June 10th

“dont leave me,” I joked as we hugged goodbye.
 
I joked and I was serious. Part of me was ok with letting go, the other part really didn’t want to. In a perfectly perfect world, I’d get to see him more often. But he’s a libra, and he’s the wind, and he has to go. His own life has to continue, yeah? Mine too.
 
We met and talked as we walked. I told him all the things that crossed my mind. Some of those things didnt even make sense but thats ok. We can fill the spaces with as much silliness as we want. He jokes about too many things, the jiggle the girl’s butts, the faces of the people we pass, movie things, music things. We had coffee and he’s mortified by the amount of sugar I pour in. He’s laughing and Im laughing and its pretty much perfect. 
 
I can’t have days like this often, so maybe I appreciate it more.
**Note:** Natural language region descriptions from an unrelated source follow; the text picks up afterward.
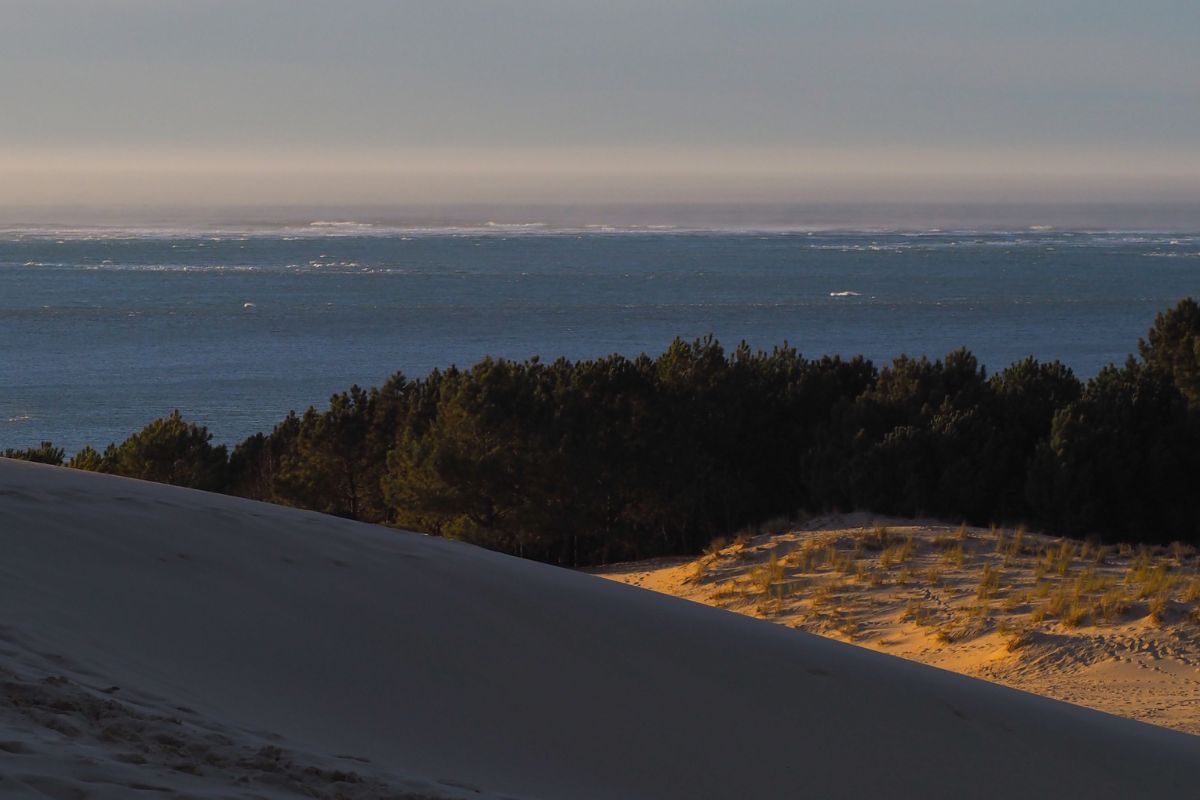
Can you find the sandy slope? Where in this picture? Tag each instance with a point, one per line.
(276, 648)
(922, 596)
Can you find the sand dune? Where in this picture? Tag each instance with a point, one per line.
(160, 638)
(1115, 629)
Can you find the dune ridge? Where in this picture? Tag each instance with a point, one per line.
(1111, 627)
(439, 669)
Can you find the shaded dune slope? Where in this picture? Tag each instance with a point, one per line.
(429, 657)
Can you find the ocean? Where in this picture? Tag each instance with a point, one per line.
(106, 329)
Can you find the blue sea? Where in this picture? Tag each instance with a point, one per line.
(105, 329)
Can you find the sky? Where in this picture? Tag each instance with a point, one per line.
(195, 102)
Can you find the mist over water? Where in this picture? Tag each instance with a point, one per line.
(107, 324)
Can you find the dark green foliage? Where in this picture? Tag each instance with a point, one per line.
(89, 459)
(45, 453)
(1122, 459)
(169, 450)
(619, 458)
(1173, 346)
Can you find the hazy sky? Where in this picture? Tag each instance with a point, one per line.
(370, 101)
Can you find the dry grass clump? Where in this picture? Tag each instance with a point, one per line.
(767, 575)
(989, 582)
(1157, 608)
(1113, 606)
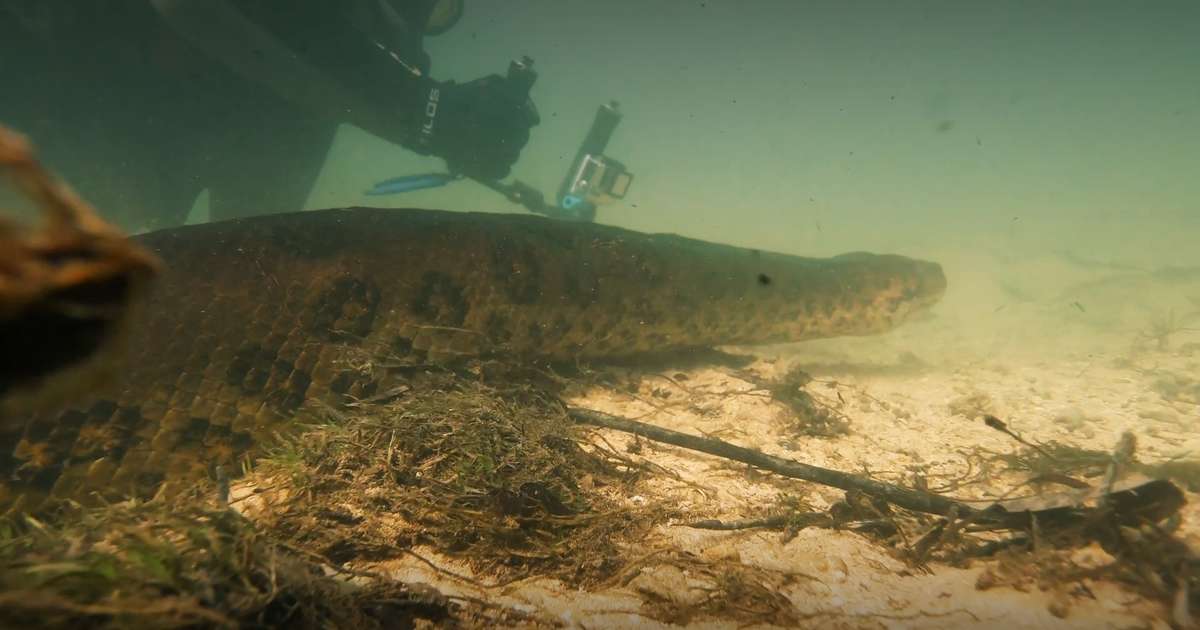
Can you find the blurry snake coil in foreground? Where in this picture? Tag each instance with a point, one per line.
(67, 289)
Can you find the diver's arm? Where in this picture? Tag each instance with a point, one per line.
(309, 52)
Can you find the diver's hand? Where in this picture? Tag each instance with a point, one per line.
(478, 127)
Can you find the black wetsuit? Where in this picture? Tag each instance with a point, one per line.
(139, 120)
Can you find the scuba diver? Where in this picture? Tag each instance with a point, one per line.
(142, 105)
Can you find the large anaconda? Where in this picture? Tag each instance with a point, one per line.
(253, 318)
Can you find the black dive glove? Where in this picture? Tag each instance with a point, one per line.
(478, 127)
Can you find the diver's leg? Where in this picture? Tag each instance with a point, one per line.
(273, 168)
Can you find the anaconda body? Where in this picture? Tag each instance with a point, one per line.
(255, 318)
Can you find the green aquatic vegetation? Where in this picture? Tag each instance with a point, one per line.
(183, 565)
(496, 477)
(1163, 325)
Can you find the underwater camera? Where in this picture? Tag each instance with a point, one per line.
(592, 180)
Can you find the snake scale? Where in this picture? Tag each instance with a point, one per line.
(255, 318)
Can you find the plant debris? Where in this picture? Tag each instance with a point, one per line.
(492, 475)
(181, 565)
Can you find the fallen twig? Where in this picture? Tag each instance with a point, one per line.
(1132, 503)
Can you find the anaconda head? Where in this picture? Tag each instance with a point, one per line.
(869, 294)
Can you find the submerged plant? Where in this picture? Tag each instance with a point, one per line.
(1164, 324)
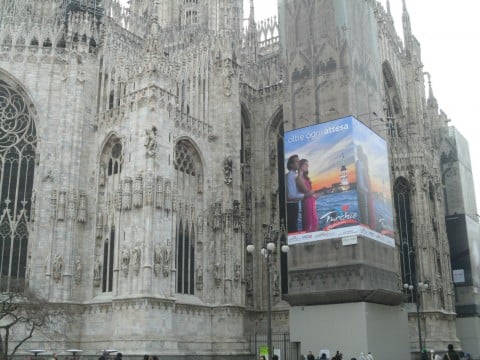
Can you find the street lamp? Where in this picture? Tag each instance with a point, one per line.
(35, 352)
(421, 286)
(74, 353)
(267, 250)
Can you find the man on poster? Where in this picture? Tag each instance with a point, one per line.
(293, 193)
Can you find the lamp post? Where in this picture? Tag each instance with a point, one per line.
(268, 251)
(421, 286)
(74, 353)
(35, 352)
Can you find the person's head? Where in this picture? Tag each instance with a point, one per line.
(303, 165)
(292, 162)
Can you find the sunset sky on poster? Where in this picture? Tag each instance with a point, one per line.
(330, 145)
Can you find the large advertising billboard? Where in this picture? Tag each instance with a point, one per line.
(337, 183)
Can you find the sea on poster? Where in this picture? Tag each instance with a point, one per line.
(349, 173)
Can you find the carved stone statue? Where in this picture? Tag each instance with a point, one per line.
(216, 274)
(228, 170)
(236, 216)
(97, 273)
(136, 254)
(199, 277)
(237, 275)
(78, 272)
(157, 259)
(101, 174)
(125, 261)
(151, 141)
(57, 268)
(167, 257)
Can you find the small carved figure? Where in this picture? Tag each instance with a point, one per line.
(228, 170)
(97, 273)
(125, 261)
(101, 174)
(237, 275)
(57, 268)
(216, 274)
(136, 256)
(157, 259)
(151, 141)
(236, 216)
(78, 272)
(166, 259)
(199, 278)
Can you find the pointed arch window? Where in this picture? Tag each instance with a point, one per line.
(17, 165)
(190, 184)
(109, 181)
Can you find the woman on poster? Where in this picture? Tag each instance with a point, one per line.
(309, 206)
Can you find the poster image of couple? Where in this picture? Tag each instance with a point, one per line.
(337, 182)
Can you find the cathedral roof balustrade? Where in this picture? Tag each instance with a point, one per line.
(195, 126)
(109, 118)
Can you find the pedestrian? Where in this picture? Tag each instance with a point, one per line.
(451, 354)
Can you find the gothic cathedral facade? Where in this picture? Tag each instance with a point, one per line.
(141, 151)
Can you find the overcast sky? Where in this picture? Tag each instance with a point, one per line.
(449, 34)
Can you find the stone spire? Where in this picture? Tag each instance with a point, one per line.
(251, 38)
(432, 101)
(407, 28)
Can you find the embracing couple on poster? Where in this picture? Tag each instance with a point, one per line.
(299, 190)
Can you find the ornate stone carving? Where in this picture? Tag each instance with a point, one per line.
(148, 197)
(136, 258)
(199, 277)
(127, 193)
(168, 195)
(217, 274)
(167, 257)
(101, 174)
(82, 208)
(125, 261)
(228, 170)
(138, 191)
(97, 273)
(237, 272)
(77, 275)
(217, 216)
(71, 208)
(151, 141)
(236, 215)
(159, 193)
(57, 268)
(118, 199)
(61, 205)
(157, 259)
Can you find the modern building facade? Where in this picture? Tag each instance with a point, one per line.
(142, 151)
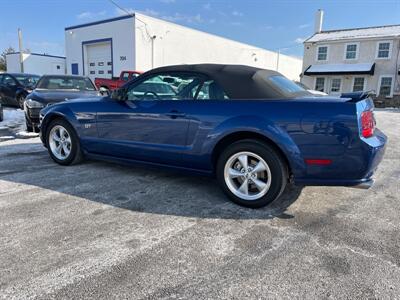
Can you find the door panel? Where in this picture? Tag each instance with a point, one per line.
(143, 130)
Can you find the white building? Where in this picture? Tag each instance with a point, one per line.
(139, 42)
(35, 63)
(359, 59)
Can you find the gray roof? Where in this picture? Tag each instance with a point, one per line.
(389, 31)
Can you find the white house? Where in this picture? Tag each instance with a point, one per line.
(35, 63)
(139, 42)
(349, 60)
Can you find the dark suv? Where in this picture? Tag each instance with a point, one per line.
(14, 87)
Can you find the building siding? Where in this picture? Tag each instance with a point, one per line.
(366, 54)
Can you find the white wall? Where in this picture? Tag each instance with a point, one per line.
(175, 44)
(36, 64)
(367, 54)
(120, 31)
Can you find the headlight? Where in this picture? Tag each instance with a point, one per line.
(33, 104)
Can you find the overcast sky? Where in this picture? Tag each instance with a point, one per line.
(269, 24)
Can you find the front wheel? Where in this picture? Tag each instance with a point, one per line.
(63, 143)
(252, 173)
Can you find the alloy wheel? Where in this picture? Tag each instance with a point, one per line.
(60, 142)
(247, 175)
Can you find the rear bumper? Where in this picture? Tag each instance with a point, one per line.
(371, 153)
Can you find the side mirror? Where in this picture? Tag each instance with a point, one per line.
(119, 94)
(104, 92)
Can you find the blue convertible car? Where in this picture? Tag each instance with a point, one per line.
(253, 129)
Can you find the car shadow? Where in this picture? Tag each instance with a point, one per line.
(140, 189)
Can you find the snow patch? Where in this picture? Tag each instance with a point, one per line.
(13, 118)
(25, 134)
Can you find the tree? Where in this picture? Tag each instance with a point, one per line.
(3, 63)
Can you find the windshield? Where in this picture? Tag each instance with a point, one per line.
(27, 80)
(286, 85)
(65, 83)
(157, 87)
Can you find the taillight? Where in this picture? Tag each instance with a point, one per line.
(367, 123)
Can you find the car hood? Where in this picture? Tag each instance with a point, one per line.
(51, 96)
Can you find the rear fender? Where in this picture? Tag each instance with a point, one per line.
(265, 128)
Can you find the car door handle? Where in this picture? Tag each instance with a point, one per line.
(176, 114)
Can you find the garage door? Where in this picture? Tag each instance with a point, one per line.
(99, 62)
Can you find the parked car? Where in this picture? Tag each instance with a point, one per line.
(314, 92)
(52, 89)
(254, 129)
(14, 87)
(108, 85)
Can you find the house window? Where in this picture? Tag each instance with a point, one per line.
(358, 84)
(351, 51)
(322, 53)
(320, 84)
(335, 85)
(384, 50)
(385, 86)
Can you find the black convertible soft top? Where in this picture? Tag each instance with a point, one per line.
(238, 81)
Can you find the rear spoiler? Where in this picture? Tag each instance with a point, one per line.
(357, 96)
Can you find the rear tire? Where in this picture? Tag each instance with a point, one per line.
(251, 173)
(63, 143)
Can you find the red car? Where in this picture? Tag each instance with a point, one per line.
(115, 82)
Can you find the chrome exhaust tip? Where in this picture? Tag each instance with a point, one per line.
(364, 185)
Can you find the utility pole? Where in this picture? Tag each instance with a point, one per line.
(21, 56)
(277, 60)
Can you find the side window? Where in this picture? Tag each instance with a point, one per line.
(165, 86)
(211, 90)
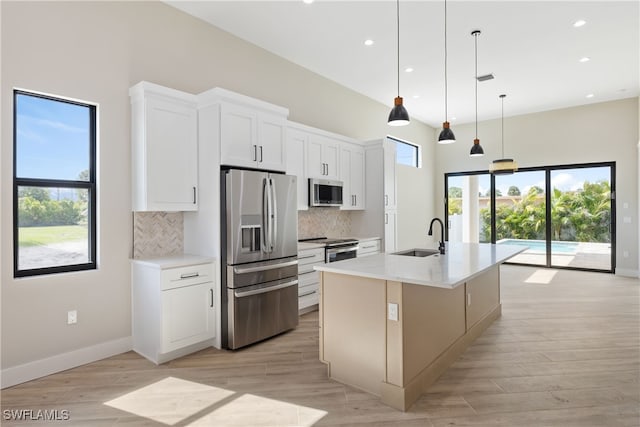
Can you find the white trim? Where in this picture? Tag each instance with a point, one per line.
(61, 362)
(627, 272)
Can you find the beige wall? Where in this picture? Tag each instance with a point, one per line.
(95, 52)
(598, 132)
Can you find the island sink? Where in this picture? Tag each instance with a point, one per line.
(417, 252)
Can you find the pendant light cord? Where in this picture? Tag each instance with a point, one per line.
(398, 39)
(446, 115)
(502, 97)
(476, 45)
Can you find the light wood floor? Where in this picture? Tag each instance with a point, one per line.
(564, 353)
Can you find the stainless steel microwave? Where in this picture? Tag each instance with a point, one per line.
(324, 192)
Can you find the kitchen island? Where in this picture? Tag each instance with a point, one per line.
(392, 324)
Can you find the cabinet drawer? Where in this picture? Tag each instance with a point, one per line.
(308, 278)
(308, 299)
(186, 276)
(307, 290)
(369, 248)
(311, 256)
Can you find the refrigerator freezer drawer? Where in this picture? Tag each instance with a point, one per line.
(261, 313)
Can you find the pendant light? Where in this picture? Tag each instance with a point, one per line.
(446, 136)
(398, 115)
(503, 166)
(476, 149)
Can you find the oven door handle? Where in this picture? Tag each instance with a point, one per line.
(265, 290)
(342, 250)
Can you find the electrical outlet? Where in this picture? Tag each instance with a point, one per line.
(393, 311)
(72, 317)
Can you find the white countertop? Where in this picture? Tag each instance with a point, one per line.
(306, 245)
(173, 261)
(461, 262)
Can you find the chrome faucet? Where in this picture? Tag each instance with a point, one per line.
(430, 233)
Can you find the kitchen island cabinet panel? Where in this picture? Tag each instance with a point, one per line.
(392, 324)
(482, 295)
(354, 340)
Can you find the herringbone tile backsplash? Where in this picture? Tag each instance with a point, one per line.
(157, 234)
(323, 222)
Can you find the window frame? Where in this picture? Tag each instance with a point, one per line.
(90, 186)
(417, 147)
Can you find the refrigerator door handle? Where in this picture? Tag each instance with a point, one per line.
(265, 290)
(274, 217)
(265, 216)
(244, 270)
(269, 215)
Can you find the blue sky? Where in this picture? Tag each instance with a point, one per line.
(52, 137)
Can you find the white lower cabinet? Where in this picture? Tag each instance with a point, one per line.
(172, 307)
(308, 278)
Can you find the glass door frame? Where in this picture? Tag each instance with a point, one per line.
(548, 220)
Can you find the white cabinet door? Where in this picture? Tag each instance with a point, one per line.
(296, 149)
(271, 142)
(322, 157)
(187, 316)
(164, 150)
(390, 230)
(389, 148)
(238, 136)
(352, 176)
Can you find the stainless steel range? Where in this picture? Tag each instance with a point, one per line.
(336, 249)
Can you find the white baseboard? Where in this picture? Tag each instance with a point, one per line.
(627, 272)
(61, 362)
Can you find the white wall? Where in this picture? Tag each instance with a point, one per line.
(95, 51)
(598, 132)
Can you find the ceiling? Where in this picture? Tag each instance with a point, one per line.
(531, 47)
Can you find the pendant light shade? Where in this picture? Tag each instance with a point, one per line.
(446, 136)
(398, 115)
(503, 166)
(476, 148)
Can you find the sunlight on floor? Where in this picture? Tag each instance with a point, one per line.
(172, 400)
(542, 276)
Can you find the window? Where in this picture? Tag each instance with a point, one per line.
(407, 153)
(54, 185)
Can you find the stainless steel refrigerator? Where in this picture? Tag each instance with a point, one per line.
(259, 251)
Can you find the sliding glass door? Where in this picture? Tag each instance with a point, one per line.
(581, 218)
(520, 215)
(564, 216)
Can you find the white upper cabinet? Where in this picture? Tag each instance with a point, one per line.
(164, 149)
(352, 176)
(322, 157)
(250, 136)
(296, 162)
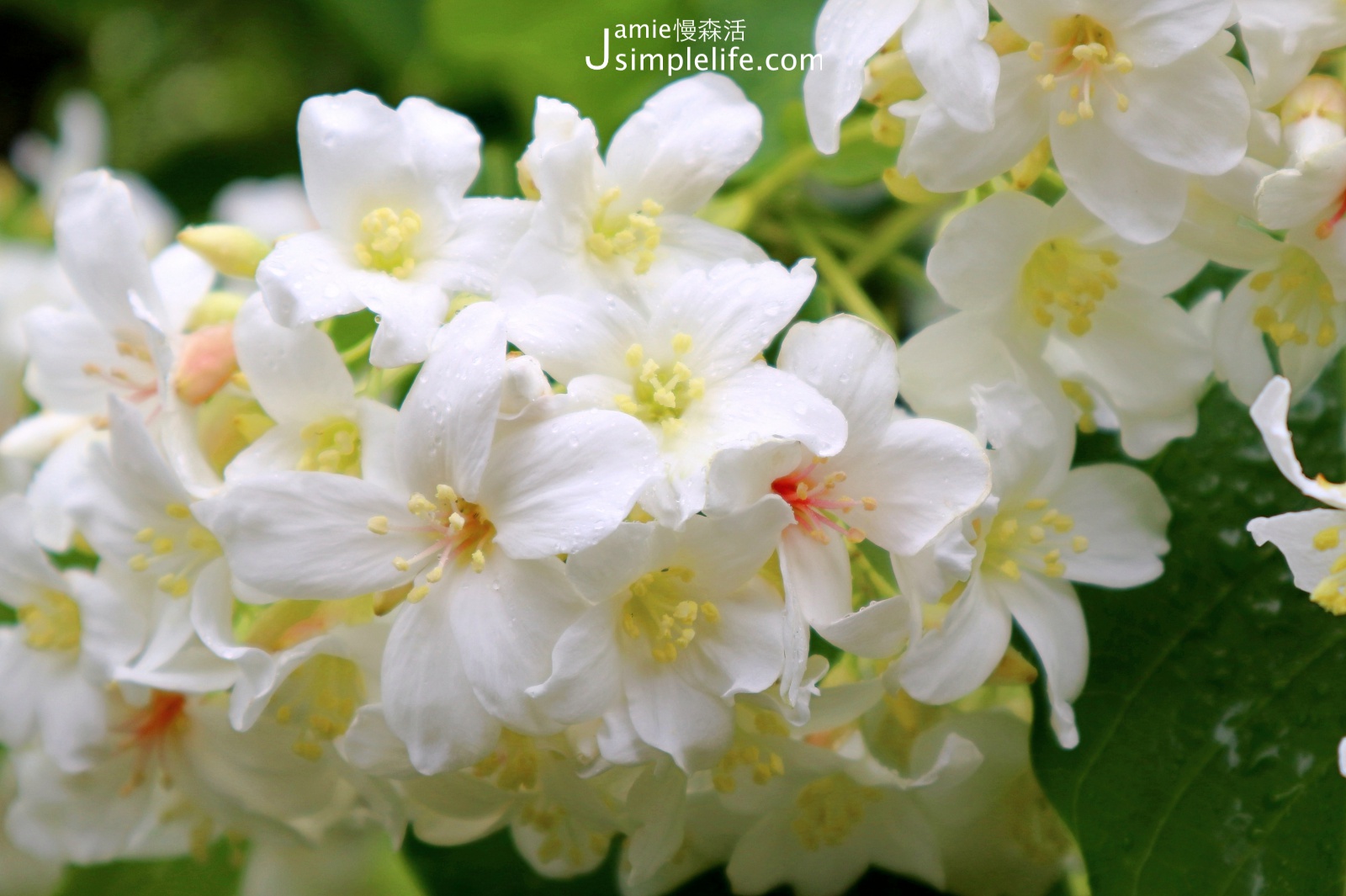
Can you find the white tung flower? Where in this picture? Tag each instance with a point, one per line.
(626, 222)
(1045, 527)
(299, 379)
(1285, 40)
(942, 40)
(1294, 299)
(82, 146)
(898, 482)
(397, 237)
(1078, 310)
(562, 817)
(74, 631)
(691, 370)
(1132, 97)
(1310, 540)
(680, 623)
(172, 777)
(1312, 190)
(469, 529)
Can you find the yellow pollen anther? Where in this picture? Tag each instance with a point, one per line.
(1299, 300)
(636, 235)
(829, 810)
(661, 392)
(53, 622)
(388, 241)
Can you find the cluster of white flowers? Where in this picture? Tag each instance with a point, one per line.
(379, 506)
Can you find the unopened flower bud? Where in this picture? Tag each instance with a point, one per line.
(232, 251)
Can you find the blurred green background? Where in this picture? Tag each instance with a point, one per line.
(202, 92)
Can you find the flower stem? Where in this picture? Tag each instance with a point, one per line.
(845, 287)
(358, 352)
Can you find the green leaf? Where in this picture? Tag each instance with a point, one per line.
(217, 876)
(1216, 696)
(491, 866)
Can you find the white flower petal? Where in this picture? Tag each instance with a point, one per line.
(1269, 413)
(506, 620)
(1123, 514)
(358, 155)
(692, 727)
(1155, 33)
(960, 72)
(306, 534)
(1240, 350)
(979, 258)
(848, 33)
(684, 143)
(448, 421)
(1201, 128)
(295, 295)
(1141, 199)
(572, 338)
(731, 312)
(922, 475)
(854, 365)
(101, 248)
(295, 373)
(1049, 613)
(558, 486)
(586, 667)
(816, 575)
(951, 159)
(955, 660)
(428, 701)
(410, 315)
(1294, 537)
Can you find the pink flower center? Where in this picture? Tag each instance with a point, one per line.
(818, 505)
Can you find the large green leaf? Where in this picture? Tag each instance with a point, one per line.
(491, 866)
(1217, 694)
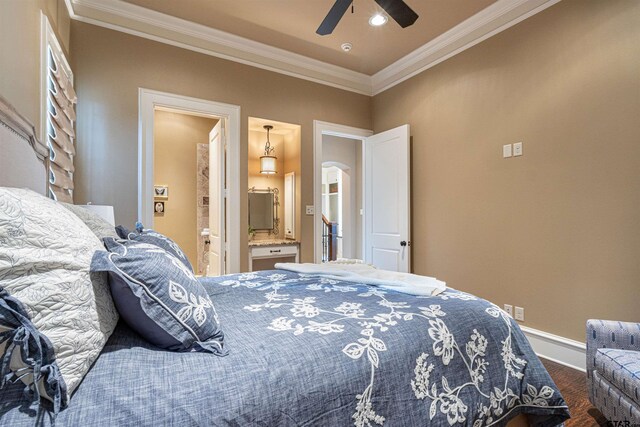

I want to be cool about it but he knows me too well for that. And, lets face it, he isnt cool either. He’s openly warm and dazzling, crooked tooth and all. 
 
“You dont belong in Brooklyn,” he says. “Its your year.” I’ll be 24 in July. “Its our time!” I say. “Its our time down here!” He responds. Goonies.
 
I believe him, at least a little. Sometimes Im not confident at all. Ive been getting better at understanding my own worth. Im less shy.